Unfortunately there is no log in the game that records the auction results, only user interactions are logged. The game server stores a complete backup of the games state, including all user account data, every 20 minutes and these logs are kept for debugging and recovery needs for approximately 14 days. We will therefore harvest these logs for auction results. The game code dates back to 2004 and the state files had to be extended frequently in the past – so they are now in a hard to parse and not standard text form. The ANKHOR lexer and EBNF parser was used to build a grammar to parse these files, and extract the interesting information from the state files.

After parsing the state files for the full two weeks (11.5 GByte) the sheet harvested 2550 Auction entries which yielded 155 completed auctions.

A quick glance at the data shows that there are significantly more players selling than buying items. This is expected considering that the number of hardcore collectors is small.

Sellers Stats Buyers Stats

Analyzing the Data

Each device that is traded is a combination of five features, a quality level that specifies the power of the artifact, a color that provides factors when combining it with other devices, an alien race that that provides some basic powers, a type that defines what the device does (e.g. generate energy or helps constructing buildings) and an extension that has a positive or negative effect on other buildings or units in the players account.
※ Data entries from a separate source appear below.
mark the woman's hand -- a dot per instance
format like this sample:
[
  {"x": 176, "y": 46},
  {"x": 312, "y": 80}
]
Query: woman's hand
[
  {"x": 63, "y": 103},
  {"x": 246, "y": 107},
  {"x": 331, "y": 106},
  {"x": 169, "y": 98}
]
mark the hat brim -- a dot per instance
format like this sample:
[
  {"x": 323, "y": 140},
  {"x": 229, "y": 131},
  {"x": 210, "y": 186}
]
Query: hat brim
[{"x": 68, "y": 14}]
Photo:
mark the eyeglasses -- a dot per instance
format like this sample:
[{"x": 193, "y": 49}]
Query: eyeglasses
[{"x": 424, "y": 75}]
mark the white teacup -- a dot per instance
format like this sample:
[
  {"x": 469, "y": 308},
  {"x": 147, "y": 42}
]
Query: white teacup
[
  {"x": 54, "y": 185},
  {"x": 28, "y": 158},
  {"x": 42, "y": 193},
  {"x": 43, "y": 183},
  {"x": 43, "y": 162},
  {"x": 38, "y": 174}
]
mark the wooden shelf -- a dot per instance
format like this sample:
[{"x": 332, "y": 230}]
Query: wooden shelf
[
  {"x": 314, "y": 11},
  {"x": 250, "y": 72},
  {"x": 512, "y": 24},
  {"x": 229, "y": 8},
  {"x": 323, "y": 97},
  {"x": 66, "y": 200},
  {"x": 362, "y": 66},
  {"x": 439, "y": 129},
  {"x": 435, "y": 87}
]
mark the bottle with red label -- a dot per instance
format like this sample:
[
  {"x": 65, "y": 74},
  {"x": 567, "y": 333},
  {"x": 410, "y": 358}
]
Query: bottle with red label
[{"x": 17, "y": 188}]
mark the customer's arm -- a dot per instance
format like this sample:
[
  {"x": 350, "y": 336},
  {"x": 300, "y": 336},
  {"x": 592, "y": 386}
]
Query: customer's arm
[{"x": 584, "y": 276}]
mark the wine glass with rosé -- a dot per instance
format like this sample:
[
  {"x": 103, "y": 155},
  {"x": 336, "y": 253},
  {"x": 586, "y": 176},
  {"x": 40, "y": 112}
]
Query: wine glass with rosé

Each feature will be used to predict the devices value. The simple assumption we will make is, that price is a product of factors determined by the features – we will those use a factorizing analysis. A decision tree would not give us a continuous price spectrum and would result in an overfitted predictor due to the small number of training auctions compared to the number of possible items. A linear regression is problematic because all features are discreet.

Using the prediction on the training set and the geometric mean of the modified price for each device, results in a root mean square log error of 0.45, which is much better, than the currently built in prediction which has 3.05.

Foctorize Graph

We will now look at the individual features.

The first feature we look at is the device quality. It is possible to craft more powerful devices by merging three similar devices of a lower quality level into one. Thus we would expect that each level is three times more expensive than its lower level.

Factors Quality

While this assumption holds true for the last step (there are more valuable items in the game, but they are not traded at the current state of the universe), we do observe a factor of roughly two for the lower levels. The reason for this unexpected evaluation is most likely the ability of lower quality devices to provide some features to higher quality devices when used in crafting.

The next feature is color. Color in itself has no direct value, but there are different saturations and six different hues. For crafting and combining one needs similar hues and saturations and for other game purposes a balancing of hues. Devices with a stronger color should thus be more valuable. The hue factor might be influenced by the total number of devices of this hue in the universe.

Colors Frequency

Colors Factors

This assumption seems to be correct. The more intense colors achieve a higher price, and the abundance of green devices reduces the price.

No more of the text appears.